Sentiments often change, and they go through ups and downs. But now it is possible to figure out what caused an up peak or a down peak.


A customer sentiment analysis that follows peaks, through the feedback keyword analysis, is able to explain customer experience comments volumes. This way, organizations can better follow up on customer reactions to their own action, their rivals’ activities, or events and trends.


The disadvantages of analyzing your customer sentiment


Sentiment analysis can help organizations a lot, but they also must be aware of their disadvantages. Sentiment analysis tools are very useful, but a company’s management must also pay attention to problems that can’t be solved by such systems.

  • It’s only a number, so it isn’t enough

A sentiment analysis tool such as a brand reputation score can only offer one general indication of what customers think about products. But since it is only a general number, a business must dig deeper to figure out the entire customer sentiment analysis situation.

Companies need a broader brand analysis, which consists of many insights from customers. The list of insights may cover items such as the product, service experience, marketing strategies, marketing campaigns, how good the organization’s customer service agents or how to improve customer service in general. And customers opine and comment on all of these items, so tracking and analyzing their voices may give direct answers to these items.

  • Is it a true representation of your consumer’s voice?

There are those who claim that sentiment analysis is not based on representative demographics such as done in a poll and therefore does not show the actual customer sentiment. They also claim that in order to use customer sentiment, it is not advisable to rely only on those active customers who gave their feedback on social media or via customer support tickets.


However, performing a customer sentiment analysis does give organizations an exact description of actual customers in general and since such analysis covers countless mentions and comments, it still represents a wide and important opinion range.

  • Neutral comments do not count

Customer sentiment analysis helps organizations track and analyze the positive and negative conversations, but there are also those who comment but do not take sides. That chunk of comments does not support the organizations’ efforts to figure out what their customers think and feel, and is therefore viewed by some as wasted data.


Critics of the neutral comments collection claim that lots of AI and natural language processing (NLP) efforts become useless since such neutral comments do not contribute to the customer sentiment analysis process.


However, the focus is on positive vs. negative anyway, as the same takes place in any other poll. There are always those who stay neutral for whatever reason. There are those who are undecided, others are confused or simply not articulate enough. The collection of comments is always made up also from those who stay neutral.


Affogata’s tips for benefitting from customer sentiment analysis


Affogata supports customer-obsessed organizations which are looking to track and analyze their consumer feedback. Providing a sentiment analysis tool among its many other platform features, Affogata collects millions of customer reactions and conversations from all over the open web and then analyzes them within minutes so that organizations’ management can take data-driven actions regarding its brand, services, and products.


The customer experience and sentiments, as described on a variety of digital platforms such as review boards and social media, serve as the aggregate customer feedback and features in the overall customer sentiment analysis model.

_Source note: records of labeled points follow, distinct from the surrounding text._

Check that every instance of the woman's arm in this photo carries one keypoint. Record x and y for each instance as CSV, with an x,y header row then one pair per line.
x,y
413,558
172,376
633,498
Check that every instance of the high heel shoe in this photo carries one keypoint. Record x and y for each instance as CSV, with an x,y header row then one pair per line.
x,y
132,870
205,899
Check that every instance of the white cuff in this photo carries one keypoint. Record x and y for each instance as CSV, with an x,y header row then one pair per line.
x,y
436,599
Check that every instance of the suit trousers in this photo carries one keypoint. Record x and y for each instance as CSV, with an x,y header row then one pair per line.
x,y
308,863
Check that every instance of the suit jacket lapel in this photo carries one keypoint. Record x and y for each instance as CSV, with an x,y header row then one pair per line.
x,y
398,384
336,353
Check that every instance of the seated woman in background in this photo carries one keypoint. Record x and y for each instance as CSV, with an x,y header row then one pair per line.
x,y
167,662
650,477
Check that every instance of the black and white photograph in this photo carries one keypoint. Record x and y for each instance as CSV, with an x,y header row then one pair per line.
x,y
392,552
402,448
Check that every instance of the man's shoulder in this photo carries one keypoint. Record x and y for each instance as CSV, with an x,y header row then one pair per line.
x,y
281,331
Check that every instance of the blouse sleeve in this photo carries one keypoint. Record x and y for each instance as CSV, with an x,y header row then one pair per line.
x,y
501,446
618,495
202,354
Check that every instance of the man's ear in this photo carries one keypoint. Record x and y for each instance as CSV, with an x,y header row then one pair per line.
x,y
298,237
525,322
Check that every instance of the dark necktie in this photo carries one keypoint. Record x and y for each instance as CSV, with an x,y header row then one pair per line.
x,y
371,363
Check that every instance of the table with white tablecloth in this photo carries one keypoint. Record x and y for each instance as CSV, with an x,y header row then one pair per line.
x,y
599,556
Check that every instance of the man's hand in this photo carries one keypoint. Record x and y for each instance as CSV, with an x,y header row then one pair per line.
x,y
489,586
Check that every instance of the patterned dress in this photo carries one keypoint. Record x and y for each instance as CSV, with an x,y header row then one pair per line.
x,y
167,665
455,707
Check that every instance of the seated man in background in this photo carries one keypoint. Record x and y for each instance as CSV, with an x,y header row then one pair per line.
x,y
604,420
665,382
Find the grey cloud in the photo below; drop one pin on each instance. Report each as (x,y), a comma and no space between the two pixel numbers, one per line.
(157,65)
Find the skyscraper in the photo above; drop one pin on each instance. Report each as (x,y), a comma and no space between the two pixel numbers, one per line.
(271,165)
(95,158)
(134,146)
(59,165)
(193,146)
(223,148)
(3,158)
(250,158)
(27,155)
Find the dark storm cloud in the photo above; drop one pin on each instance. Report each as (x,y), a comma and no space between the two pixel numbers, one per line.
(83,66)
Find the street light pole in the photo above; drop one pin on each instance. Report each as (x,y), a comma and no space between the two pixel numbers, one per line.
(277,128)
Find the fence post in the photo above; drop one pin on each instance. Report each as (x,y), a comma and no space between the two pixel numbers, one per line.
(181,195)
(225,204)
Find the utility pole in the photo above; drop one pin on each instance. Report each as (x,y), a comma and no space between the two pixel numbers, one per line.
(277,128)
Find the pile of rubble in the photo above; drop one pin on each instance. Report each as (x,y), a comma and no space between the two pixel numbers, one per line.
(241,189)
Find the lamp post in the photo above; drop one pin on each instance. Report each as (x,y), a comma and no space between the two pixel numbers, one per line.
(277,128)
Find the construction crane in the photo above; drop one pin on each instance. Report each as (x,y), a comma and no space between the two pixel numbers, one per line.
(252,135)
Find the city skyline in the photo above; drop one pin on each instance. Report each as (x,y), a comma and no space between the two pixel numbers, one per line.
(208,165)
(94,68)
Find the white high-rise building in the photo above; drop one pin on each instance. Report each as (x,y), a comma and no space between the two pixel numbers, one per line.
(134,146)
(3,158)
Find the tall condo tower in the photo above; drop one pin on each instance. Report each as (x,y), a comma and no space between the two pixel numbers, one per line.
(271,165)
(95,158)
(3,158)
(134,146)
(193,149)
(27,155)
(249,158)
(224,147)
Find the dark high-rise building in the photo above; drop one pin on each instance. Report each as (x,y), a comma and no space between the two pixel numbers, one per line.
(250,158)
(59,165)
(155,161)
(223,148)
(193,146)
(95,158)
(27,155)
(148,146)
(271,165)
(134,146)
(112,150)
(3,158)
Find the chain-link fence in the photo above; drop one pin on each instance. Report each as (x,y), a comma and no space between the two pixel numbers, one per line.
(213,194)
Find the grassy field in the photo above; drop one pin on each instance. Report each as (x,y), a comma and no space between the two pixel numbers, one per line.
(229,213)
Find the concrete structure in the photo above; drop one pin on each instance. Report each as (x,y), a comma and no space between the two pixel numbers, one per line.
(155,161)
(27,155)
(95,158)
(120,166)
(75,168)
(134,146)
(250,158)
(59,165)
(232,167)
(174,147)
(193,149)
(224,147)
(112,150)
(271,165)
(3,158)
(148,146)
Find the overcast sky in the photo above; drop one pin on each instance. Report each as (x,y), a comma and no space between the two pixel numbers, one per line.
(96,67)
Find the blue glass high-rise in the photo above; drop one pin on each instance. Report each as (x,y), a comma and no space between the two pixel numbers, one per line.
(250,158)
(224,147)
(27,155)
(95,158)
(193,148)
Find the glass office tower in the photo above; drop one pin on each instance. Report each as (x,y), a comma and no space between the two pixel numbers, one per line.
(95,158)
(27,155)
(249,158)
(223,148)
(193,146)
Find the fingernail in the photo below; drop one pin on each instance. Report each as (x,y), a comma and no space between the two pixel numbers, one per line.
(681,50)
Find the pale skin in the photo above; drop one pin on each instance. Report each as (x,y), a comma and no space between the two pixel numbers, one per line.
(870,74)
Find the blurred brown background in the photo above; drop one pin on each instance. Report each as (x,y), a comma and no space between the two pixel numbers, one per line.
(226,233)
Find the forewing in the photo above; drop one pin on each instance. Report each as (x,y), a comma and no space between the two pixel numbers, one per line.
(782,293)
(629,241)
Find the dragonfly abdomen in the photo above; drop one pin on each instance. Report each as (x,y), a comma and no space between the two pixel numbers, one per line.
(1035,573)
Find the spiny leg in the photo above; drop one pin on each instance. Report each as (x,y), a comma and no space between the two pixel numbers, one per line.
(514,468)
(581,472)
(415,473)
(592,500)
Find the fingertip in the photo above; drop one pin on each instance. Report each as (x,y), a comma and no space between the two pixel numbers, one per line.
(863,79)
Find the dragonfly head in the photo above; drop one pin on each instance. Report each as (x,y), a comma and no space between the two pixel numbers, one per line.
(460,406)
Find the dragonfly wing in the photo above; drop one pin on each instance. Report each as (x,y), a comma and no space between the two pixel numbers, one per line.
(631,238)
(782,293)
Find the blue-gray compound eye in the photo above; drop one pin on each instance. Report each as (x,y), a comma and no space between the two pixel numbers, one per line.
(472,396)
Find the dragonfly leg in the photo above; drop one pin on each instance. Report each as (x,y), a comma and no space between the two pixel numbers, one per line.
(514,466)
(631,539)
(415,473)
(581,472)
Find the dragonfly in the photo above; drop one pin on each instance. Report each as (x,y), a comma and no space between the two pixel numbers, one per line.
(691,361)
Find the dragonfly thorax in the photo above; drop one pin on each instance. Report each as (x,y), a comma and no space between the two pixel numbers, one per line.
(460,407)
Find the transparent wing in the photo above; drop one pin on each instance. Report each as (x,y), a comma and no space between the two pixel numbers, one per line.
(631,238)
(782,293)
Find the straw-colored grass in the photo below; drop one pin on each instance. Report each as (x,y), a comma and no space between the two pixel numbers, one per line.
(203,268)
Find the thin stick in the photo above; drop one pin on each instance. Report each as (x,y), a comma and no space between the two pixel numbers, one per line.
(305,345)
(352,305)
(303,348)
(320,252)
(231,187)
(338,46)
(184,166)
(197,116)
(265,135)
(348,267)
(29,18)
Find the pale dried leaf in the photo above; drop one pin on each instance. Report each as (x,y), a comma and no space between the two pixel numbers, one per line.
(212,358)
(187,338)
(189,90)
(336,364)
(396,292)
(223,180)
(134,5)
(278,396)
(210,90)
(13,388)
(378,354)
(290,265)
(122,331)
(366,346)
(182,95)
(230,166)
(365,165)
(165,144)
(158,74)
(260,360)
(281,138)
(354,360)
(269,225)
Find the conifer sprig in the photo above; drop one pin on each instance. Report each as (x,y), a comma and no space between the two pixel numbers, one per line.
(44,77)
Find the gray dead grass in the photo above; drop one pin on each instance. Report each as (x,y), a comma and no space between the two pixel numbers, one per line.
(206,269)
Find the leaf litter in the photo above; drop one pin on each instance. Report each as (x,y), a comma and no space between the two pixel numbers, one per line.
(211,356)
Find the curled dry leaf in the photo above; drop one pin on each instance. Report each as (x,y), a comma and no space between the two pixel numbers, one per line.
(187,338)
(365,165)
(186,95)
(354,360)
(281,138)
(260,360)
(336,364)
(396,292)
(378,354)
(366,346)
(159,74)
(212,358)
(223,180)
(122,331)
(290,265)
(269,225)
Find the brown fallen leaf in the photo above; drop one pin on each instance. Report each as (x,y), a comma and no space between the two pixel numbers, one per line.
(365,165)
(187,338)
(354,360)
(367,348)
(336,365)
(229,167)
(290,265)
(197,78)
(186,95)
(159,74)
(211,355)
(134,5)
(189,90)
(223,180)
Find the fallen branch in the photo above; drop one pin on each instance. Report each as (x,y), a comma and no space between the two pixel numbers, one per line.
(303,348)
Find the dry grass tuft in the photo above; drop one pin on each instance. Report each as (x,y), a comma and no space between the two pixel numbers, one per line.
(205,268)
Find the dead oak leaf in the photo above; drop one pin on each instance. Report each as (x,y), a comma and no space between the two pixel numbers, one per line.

There are several tips for how organizations can benefit from using Affogata for their customer sentiment analysis:

  • The customer sentiment score is just a temperature check of your brand reputation. Make sure to also deep-dive into the qualitative intel for the complete picture.

  • Compare sentiment over time to notice/predict brand and product changes.

  • Be alert to sentiment changes for quick action, especially in crisis-prone situations.

  • Use this analysis to increase retention and reduce churn.

  • Learn what customers are looking for by using keywords (topics, trends).